Titel: Re: Historische Ungenauigkeit - wie viel davon verzeiht der Leser
Beitrag von: Sternenlicht am 10. Januar 2014, 01:16:49
Für mich lautet die erste Frage, um was für ein Buch handelt es sich. Soll der historische Hintergrund a) wirklich nur Hintergrund sein oder b) macht er einen signifikanten Teil der Geschichte aus? Bei a) verzeihe ich fast alles, bei b) sollte es schon möglichst genau sein (dabei spielt natürlich auch eine Rolle wie gesichert die historischen Kenntnisse sind).
Ein Fantasyroman fällt bei mir normalerweise unter a), insofern habe ich auch mit groben Verdrehungen kein Problem (es sei denn man gewinnt den Eindruck, der Autor schreibt einfach nur grob drauflos).
Bei einem "echten" Historienroman ist für mich entscheidend, was verfälscht wird. Je wichtiger und bekannter die verfälschte Tatsache ist, desto mehr leidet die Geschichte. Andererseits kann die Geschichte aber auch leiden, wenn der Autor sich sklavisch an die überlieferte Realität hält. Letztendlich geht es immer noch um eine Geschichte und nicht um eine hisorische Dokumentation.
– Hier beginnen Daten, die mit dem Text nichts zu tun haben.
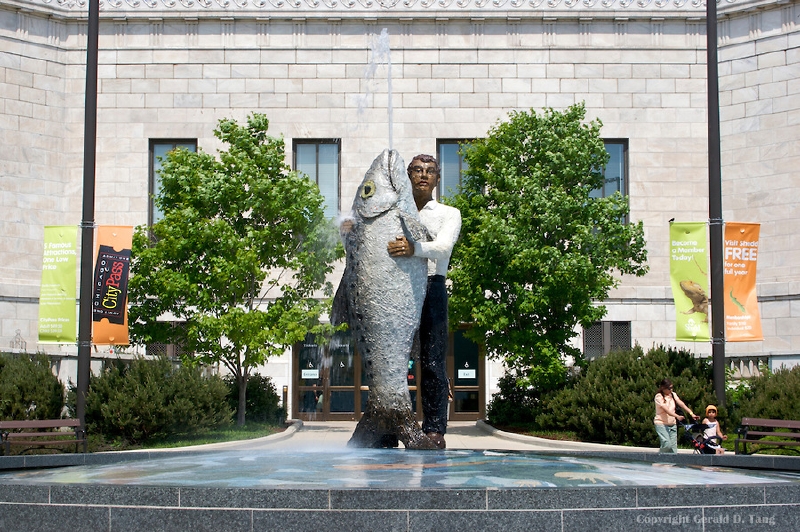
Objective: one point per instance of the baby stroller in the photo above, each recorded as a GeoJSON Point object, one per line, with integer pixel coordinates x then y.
{"type": "Point", "coordinates": [695, 433]}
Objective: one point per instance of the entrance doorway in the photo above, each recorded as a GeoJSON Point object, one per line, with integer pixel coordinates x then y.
{"type": "Point", "coordinates": [330, 383]}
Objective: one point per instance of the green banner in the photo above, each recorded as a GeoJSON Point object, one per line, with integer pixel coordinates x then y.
{"type": "Point", "coordinates": [688, 269]}
{"type": "Point", "coordinates": [57, 307]}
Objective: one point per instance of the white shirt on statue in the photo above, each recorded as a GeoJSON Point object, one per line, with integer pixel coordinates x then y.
{"type": "Point", "coordinates": [444, 225]}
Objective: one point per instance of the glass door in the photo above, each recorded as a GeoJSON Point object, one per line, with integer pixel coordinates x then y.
{"type": "Point", "coordinates": [309, 398]}
{"type": "Point", "coordinates": [466, 368]}
{"type": "Point", "coordinates": [325, 380]}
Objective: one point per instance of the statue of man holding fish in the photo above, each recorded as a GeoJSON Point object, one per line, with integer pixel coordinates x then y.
{"type": "Point", "coordinates": [381, 297]}
{"type": "Point", "coordinates": [444, 225]}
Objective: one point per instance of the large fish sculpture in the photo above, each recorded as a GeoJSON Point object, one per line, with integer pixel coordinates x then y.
{"type": "Point", "coordinates": [380, 298]}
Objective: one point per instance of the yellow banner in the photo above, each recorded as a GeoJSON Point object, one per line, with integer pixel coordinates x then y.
{"type": "Point", "coordinates": [110, 289]}
{"type": "Point", "coordinates": [742, 319]}
{"type": "Point", "coordinates": [688, 269]}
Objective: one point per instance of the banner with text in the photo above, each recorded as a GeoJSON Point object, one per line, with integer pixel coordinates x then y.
{"type": "Point", "coordinates": [57, 301]}
{"type": "Point", "coordinates": [688, 268]}
{"type": "Point", "coordinates": [742, 319]}
{"type": "Point", "coordinates": [110, 294]}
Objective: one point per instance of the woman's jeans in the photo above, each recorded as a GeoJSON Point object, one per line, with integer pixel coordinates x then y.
{"type": "Point", "coordinates": [668, 436]}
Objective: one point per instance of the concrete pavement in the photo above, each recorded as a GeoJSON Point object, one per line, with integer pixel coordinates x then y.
{"type": "Point", "coordinates": [319, 436]}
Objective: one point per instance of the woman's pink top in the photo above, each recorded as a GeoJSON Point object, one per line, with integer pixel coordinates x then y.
{"type": "Point", "coordinates": [665, 409]}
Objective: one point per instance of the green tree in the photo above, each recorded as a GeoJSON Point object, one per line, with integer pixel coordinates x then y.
{"type": "Point", "coordinates": [536, 250]}
{"type": "Point", "coordinates": [242, 249]}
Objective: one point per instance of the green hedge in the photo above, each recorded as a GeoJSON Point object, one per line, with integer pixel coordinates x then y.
{"type": "Point", "coordinates": [154, 398]}
{"type": "Point", "coordinates": [261, 399]}
{"type": "Point", "coordinates": [28, 388]}
{"type": "Point", "coordinates": [611, 401]}
{"type": "Point", "coordinates": [770, 395]}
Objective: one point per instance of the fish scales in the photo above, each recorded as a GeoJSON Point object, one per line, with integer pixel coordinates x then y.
{"type": "Point", "coordinates": [381, 297]}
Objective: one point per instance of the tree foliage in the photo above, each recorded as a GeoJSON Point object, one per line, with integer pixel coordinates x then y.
{"type": "Point", "coordinates": [537, 250]}
{"type": "Point", "coordinates": [241, 251]}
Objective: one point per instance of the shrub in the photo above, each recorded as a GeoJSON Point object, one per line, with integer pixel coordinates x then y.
{"type": "Point", "coordinates": [28, 388]}
{"type": "Point", "coordinates": [261, 399]}
{"type": "Point", "coordinates": [149, 399]}
{"type": "Point", "coordinates": [771, 396]}
{"type": "Point", "coordinates": [613, 401]}
{"type": "Point", "coordinates": [515, 403]}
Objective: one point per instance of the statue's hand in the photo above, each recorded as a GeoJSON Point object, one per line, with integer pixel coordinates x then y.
{"type": "Point", "coordinates": [401, 247]}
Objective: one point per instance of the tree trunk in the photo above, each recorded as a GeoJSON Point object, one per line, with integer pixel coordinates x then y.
{"type": "Point", "coordinates": [241, 380]}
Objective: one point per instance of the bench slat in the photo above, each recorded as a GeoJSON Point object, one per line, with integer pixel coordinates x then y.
{"type": "Point", "coordinates": [768, 442]}
{"type": "Point", "coordinates": [16, 435]}
{"type": "Point", "coordinates": [42, 438]}
{"type": "Point", "coordinates": [768, 433]}
{"type": "Point", "coordinates": [775, 423]}
{"type": "Point", "coordinates": [40, 424]}
{"type": "Point", "coordinates": [43, 442]}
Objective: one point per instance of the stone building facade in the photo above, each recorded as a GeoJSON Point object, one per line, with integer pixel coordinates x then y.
{"type": "Point", "coordinates": [169, 70]}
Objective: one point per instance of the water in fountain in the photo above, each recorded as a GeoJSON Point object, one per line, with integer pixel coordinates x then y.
{"type": "Point", "coordinates": [379, 54]}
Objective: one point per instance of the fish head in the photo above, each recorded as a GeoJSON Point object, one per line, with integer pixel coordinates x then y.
{"type": "Point", "coordinates": [385, 186]}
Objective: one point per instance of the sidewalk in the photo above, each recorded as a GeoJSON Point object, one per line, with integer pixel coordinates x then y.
{"type": "Point", "coordinates": [319, 436]}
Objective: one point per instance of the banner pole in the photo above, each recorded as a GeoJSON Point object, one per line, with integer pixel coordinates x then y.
{"type": "Point", "coordinates": [87, 220]}
{"type": "Point", "coordinates": [715, 223]}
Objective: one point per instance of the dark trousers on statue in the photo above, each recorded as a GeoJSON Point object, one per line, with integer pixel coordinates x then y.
{"type": "Point", "coordinates": [433, 340]}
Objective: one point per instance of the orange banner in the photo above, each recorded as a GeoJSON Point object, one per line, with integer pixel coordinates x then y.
{"type": "Point", "coordinates": [110, 293]}
{"type": "Point", "coordinates": [742, 319]}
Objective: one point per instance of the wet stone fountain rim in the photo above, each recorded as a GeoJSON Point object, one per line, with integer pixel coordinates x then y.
{"type": "Point", "coordinates": [115, 507]}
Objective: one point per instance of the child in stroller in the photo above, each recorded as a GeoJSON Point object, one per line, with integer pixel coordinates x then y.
{"type": "Point", "coordinates": [706, 437]}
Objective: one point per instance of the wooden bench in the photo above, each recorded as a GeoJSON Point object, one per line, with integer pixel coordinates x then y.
{"type": "Point", "coordinates": [31, 433]}
{"type": "Point", "coordinates": [753, 430]}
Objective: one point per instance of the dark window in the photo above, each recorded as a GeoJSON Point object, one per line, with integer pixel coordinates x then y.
{"type": "Point", "coordinates": [452, 165]}
{"type": "Point", "coordinates": [616, 171]}
{"type": "Point", "coordinates": [158, 151]}
{"type": "Point", "coordinates": [319, 160]}
{"type": "Point", "coordinates": [606, 336]}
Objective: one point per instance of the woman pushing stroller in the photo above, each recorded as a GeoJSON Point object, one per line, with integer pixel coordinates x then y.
{"type": "Point", "coordinates": [665, 421]}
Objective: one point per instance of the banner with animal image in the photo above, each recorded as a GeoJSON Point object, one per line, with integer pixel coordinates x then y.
{"type": "Point", "coordinates": [688, 268]}
{"type": "Point", "coordinates": [742, 319]}
{"type": "Point", "coordinates": [110, 288]}
{"type": "Point", "coordinates": [57, 302]}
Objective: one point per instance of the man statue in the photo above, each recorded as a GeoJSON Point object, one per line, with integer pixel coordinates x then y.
{"type": "Point", "coordinates": [444, 225]}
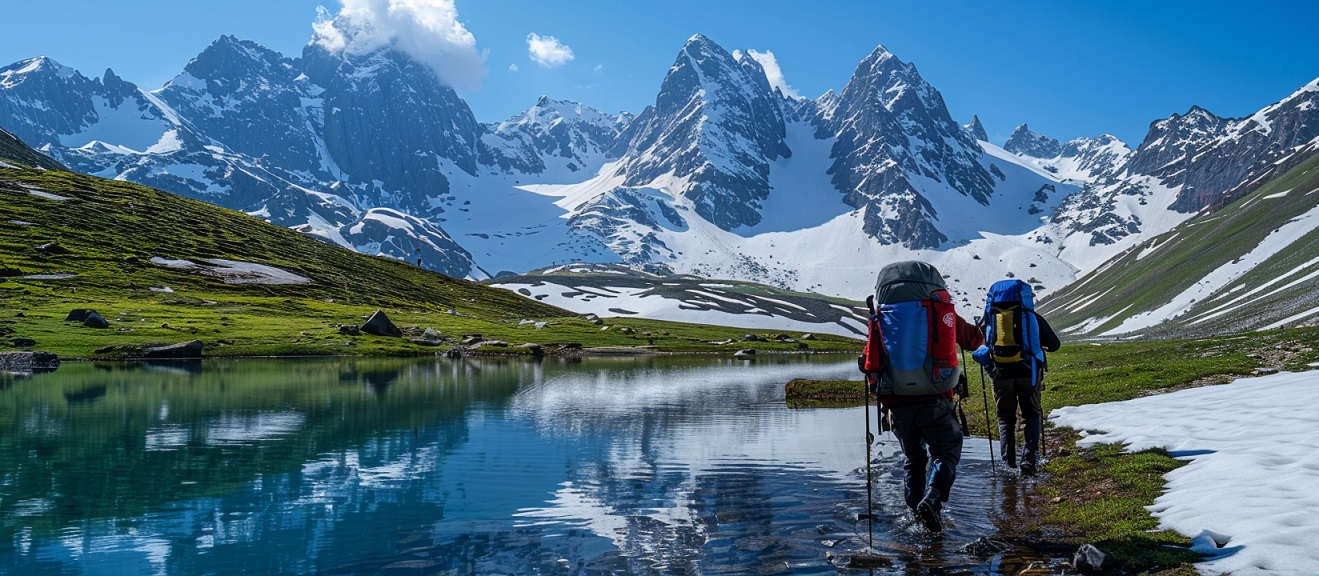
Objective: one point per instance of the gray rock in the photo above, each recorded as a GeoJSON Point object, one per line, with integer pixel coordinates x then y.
{"type": "Point", "coordinates": [1088, 559]}
{"type": "Point", "coordinates": [379, 324]}
{"type": "Point", "coordinates": [28, 361]}
{"type": "Point", "coordinates": [95, 320]}
{"type": "Point", "coordinates": [187, 349]}
{"type": "Point", "coordinates": [1026, 143]}
{"type": "Point", "coordinates": [430, 338]}
{"type": "Point", "coordinates": [78, 314]}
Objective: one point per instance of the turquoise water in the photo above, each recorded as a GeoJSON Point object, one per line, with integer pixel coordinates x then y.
{"type": "Point", "coordinates": [402, 467]}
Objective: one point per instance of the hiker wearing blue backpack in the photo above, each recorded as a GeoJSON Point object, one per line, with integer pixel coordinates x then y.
{"type": "Point", "coordinates": [912, 363]}
{"type": "Point", "coordinates": [1016, 340]}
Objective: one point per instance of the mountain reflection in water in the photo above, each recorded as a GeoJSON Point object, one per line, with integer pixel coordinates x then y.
{"type": "Point", "coordinates": [362, 467]}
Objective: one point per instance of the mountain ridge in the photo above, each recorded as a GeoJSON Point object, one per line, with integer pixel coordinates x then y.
{"type": "Point", "coordinates": [715, 178]}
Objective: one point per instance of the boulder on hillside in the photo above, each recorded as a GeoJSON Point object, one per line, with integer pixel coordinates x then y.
{"type": "Point", "coordinates": [95, 320]}
{"type": "Point", "coordinates": [78, 314]}
{"type": "Point", "coordinates": [1088, 559]}
{"type": "Point", "coordinates": [379, 324]}
{"type": "Point", "coordinates": [430, 338]}
{"type": "Point", "coordinates": [187, 349]}
{"type": "Point", "coordinates": [25, 363]}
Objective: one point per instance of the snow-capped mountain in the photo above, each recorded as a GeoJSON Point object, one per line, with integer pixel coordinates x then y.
{"type": "Point", "coordinates": [976, 129]}
{"type": "Point", "coordinates": [1024, 141]}
{"type": "Point", "coordinates": [723, 177]}
{"type": "Point", "coordinates": [716, 124]}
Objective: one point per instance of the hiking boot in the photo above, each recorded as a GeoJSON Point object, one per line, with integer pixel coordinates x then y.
{"type": "Point", "coordinates": [929, 512]}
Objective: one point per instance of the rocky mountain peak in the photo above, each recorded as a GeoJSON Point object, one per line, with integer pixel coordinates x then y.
{"type": "Point", "coordinates": [1036, 145]}
{"type": "Point", "coordinates": [232, 58]}
{"type": "Point", "coordinates": [893, 127]}
{"type": "Point", "coordinates": [42, 67]}
{"type": "Point", "coordinates": [715, 121]}
{"type": "Point", "coordinates": [976, 129]}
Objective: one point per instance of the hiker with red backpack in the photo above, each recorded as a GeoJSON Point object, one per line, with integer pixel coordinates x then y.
{"type": "Point", "coordinates": [910, 361]}
{"type": "Point", "coordinates": [1016, 340]}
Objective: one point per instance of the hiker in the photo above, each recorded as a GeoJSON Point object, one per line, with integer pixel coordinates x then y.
{"type": "Point", "coordinates": [1016, 340]}
{"type": "Point", "coordinates": [912, 361]}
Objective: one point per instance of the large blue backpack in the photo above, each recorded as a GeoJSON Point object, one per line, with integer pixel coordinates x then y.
{"type": "Point", "coordinates": [1012, 330]}
{"type": "Point", "coordinates": [913, 332]}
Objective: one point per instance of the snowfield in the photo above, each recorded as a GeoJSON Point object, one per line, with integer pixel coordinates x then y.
{"type": "Point", "coordinates": [1248, 492]}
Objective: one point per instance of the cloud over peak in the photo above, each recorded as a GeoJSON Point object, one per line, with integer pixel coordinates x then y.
{"type": "Point", "coordinates": [428, 30]}
{"type": "Point", "coordinates": [546, 50]}
{"type": "Point", "coordinates": [773, 73]}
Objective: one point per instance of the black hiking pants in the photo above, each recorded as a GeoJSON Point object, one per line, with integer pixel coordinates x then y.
{"type": "Point", "coordinates": [1011, 394]}
{"type": "Point", "coordinates": [931, 442]}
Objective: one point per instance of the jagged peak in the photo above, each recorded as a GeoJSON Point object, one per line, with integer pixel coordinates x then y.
{"type": "Point", "coordinates": [699, 40]}
{"type": "Point", "coordinates": [41, 63]}
{"type": "Point", "coordinates": [976, 128]}
{"type": "Point", "coordinates": [1199, 112]}
{"type": "Point", "coordinates": [40, 66]}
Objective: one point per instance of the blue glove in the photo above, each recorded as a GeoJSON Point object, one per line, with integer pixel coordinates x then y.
{"type": "Point", "coordinates": [981, 356]}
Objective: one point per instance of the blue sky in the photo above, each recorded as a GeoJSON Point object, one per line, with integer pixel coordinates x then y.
{"type": "Point", "coordinates": [1069, 69]}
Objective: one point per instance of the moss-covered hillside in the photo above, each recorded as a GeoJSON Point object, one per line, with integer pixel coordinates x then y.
{"type": "Point", "coordinates": [161, 269]}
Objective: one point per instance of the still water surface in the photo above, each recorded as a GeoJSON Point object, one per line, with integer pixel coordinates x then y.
{"type": "Point", "coordinates": [401, 467]}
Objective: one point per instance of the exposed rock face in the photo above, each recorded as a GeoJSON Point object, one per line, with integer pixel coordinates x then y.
{"type": "Point", "coordinates": [1026, 143]}
{"type": "Point", "coordinates": [95, 320]}
{"type": "Point", "coordinates": [1216, 160]}
{"type": "Point", "coordinates": [553, 133]}
{"type": "Point", "coordinates": [892, 125]}
{"type": "Point", "coordinates": [976, 129]}
{"type": "Point", "coordinates": [79, 314]}
{"type": "Point", "coordinates": [187, 349]}
{"type": "Point", "coordinates": [716, 123]}
{"type": "Point", "coordinates": [28, 361]}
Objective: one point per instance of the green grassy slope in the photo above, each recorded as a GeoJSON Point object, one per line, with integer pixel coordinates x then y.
{"type": "Point", "coordinates": [1150, 274]}
{"type": "Point", "coordinates": [16, 153]}
{"type": "Point", "coordinates": [106, 233]}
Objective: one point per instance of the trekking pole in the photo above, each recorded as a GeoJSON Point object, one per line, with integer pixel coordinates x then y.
{"type": "Point", "coordinates": [869, 438]}
{"type": "Point", "coordinates": [988, 430]}
{"type": "Point", "coordinates": [1041, 418]}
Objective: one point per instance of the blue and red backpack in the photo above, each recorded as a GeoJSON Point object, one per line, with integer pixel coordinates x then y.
{"type": "Point", "coordinates": [913, 332]}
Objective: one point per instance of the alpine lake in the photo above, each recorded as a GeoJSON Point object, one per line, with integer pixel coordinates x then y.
{"type": "Point", "coordinates": [668, 465]}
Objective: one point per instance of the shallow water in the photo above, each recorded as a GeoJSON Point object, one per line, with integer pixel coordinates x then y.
{"type": "Point", "coordinates": [395, 467]}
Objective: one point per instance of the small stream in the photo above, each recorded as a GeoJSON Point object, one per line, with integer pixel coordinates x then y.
{"type": "Point", "coordinates": [668, 465]}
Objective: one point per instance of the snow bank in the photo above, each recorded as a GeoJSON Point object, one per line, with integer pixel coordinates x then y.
{"type": "Point", "coordinates": [1248, 494]}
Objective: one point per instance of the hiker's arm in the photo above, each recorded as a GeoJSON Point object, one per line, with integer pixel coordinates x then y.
{"type": "Point", "coordinates": [968, 336]}
{"type": "Point", "coordinates": [1047, 339]}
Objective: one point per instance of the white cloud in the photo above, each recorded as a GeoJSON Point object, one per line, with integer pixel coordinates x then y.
{"type": "Point", "coordinates": [772, 71]}
{"type": "Point", "coordinates": [546, 50]}
{"type": "Point", "coordinates": [428, 30]}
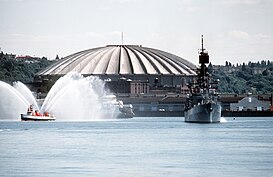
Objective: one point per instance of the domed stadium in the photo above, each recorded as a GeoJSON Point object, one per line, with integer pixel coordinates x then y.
{"type": "Point", "coordinates": [133, 62]}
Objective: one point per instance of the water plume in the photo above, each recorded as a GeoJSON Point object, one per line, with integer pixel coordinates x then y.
{"type": "Point", "coordinates": [72, 97]}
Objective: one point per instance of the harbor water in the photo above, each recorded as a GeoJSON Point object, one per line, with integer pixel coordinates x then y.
{"type": "Point", "coordinates": [142, 146]}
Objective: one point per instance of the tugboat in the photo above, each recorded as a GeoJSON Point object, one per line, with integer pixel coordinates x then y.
{"type": "Point", "coordinates": [32, 115]}
{"type": "Point", "coordinates": [202, 105]}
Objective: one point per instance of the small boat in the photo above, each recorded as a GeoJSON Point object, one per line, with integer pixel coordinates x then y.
{"type": "Point", "coordinates": [32, 115]}
{"type": "Point", "coordinates": [25, 117]}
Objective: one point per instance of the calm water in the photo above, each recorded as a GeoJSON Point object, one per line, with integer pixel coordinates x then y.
{"type": "Point", "coordinates": [137, 147]}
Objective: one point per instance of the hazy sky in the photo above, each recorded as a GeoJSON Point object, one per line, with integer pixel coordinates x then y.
{"type": "Point", "coordinates": [235, 30]}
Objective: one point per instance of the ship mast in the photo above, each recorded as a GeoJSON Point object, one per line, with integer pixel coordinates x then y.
{"type": "Point", "coordinates": [203, 60]}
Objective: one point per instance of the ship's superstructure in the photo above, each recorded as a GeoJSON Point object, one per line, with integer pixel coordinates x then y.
{"type": "Point", "coordinates": [202, 105]}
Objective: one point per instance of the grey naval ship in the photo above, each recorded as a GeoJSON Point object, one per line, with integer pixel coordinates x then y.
{"type": "Point", "coordinates": [202, 105]}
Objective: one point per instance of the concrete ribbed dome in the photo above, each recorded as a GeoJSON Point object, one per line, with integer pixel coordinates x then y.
{"type": "Point", "coordinates": [121, 59]}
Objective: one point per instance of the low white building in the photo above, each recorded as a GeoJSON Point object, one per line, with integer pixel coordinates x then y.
{"type": "Point", "coordinates": [249, 104]}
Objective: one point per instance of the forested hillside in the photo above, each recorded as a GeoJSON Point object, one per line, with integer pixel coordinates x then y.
{"type": "Point", "coordinates": [256, 78]}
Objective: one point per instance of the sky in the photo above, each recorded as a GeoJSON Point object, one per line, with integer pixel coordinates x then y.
{"type": "Point", "coordinates": [234, 30]}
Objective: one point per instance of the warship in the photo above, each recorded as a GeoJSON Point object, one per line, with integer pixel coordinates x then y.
{"type": "Point", "coordinates": [202, 104]}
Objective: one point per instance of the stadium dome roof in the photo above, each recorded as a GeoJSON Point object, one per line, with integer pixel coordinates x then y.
{"type": "Point", "coordinates": [121, 59]}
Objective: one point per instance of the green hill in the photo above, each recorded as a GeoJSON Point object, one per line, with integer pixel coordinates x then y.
{"type": "Point", "coordinates": [256, 78]}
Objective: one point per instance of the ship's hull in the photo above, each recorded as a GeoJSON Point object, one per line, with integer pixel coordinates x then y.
{"type": "Point", "coordinates": [204, 113]}
{"type": "Point", "coordinates": [25, 117]}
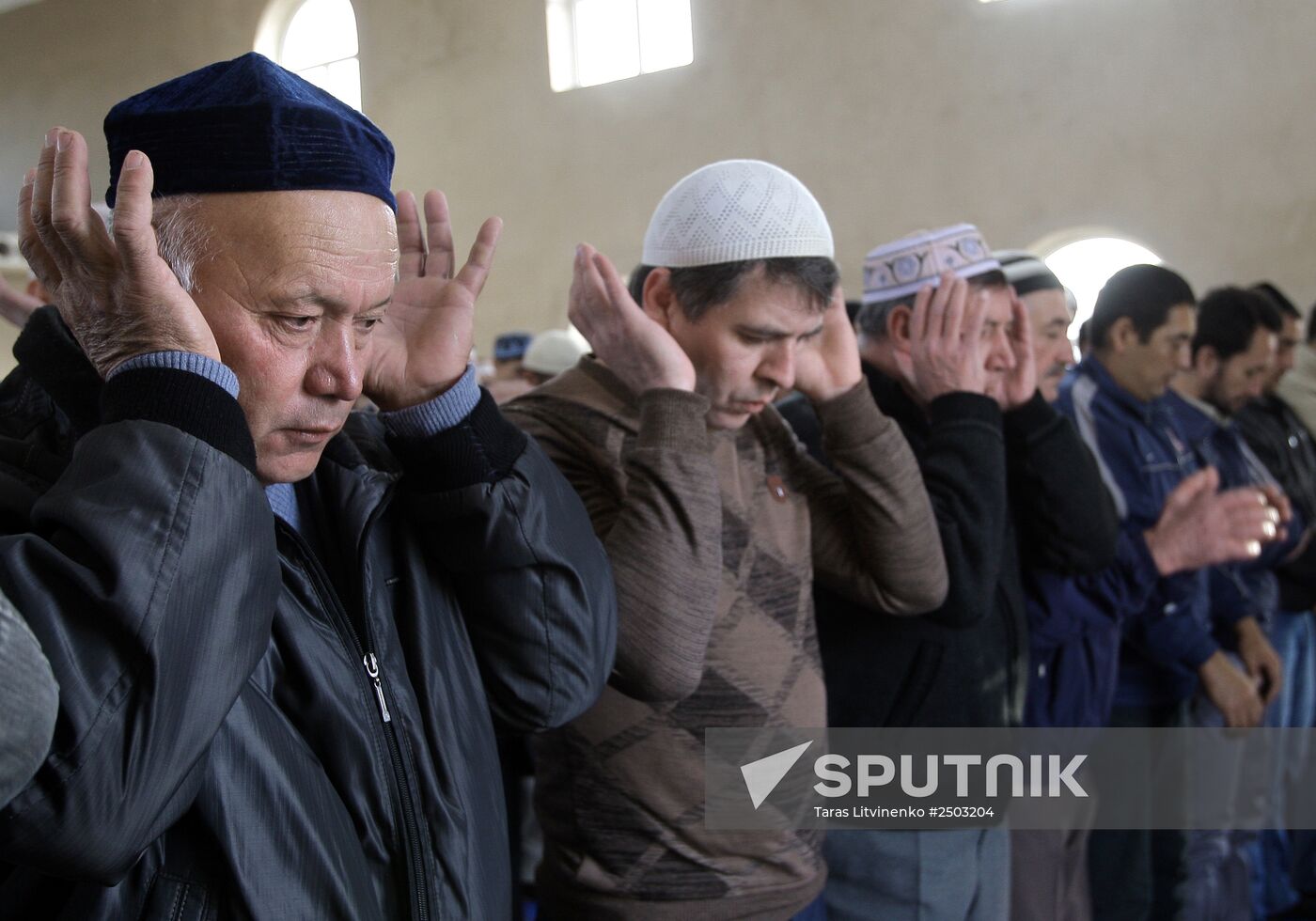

Titel: Re: Historische Ungenauigkeit - wie viel davon verzeiht der Leser
Beitrag von: traumfängerin am 10. Januar 2014, 10:12:16
Rebecca Gablé hat für mich einen sehr guten Weg gefunden, mit dem Problem der historischen Ungenauigkeit umzugehen. Hinten in ihren Büchern findet sich immer eine Erklärung zu den historischen Fakten ihrer Romane. Und da erwähnt sie auch, wann sie etwas geändert hat, Ereignisse vorverlegt, Personen bei Ereignissen Zeuge sein hat lassen, die gar nicht anwesend waren, usw. Und sie deutet immer wieder darauf hin, dass in der Geschichtsschreibung (vor allem, je weiter man zurückgeht), es nur sehr wenig Objektivität gibt. Betrachtet man ein Ereignis in unterschiedlichen Quellen, gewinnt man in beiden oft ein vollkommen anderes Bild (z.B. je nachdem, ob es aus Sicht der Kirche oder des Staates geschrieben wurde). Manche Ereignisse wurden auch erst Jahrzehnte später aufgeschrieben. Inwieweit das noch korrekt sein kann, ist fraglich.

Solange man sich bei seinen Änderungen auf Kleinigkeiten beschränkt, und von diesem dann in einem Nachwort berichtet, würde ich das entspannt sehen.
Titel: Re: Historische Ungenauigkeit - wie viel davon verzeiht der Leser
Beitrag von: Churke am 10. Januar 2014, 11:08:33
Zitat von: traumfängerin am 10. Januar 2014, 10:12:16
Hinten in ihren Büchern findet sich immer eine Erklärung zu den historischen Fakten ihrer Romane.
Das Richtigstellen im Nachwort ist im Trend, aber ich frage mich, ob das nicht eher Entschuldigung denn Erklärung ist. Ein gute Geschichte sollte nichts zu entschuldigen haben. Die Anwesenheit historisch nicht anwesender Personen z.B. ist regelmäßig dramaturgischen Notwendigkeiten geschuldet.
Titel: Re: Historische Ungenauigkeit - wie viel davon verzeiht der Leser
Beitrag von: caity am 10. Januar 2014, 12:40:37
ZitatDas Richtigstellen im Nachwort ist im Trend, aber ich frage mich, ob das nicht eher Entschuldigung denn Erklärung ist. Ein gute Geschichte sollte nichts zu entschuldigen haben.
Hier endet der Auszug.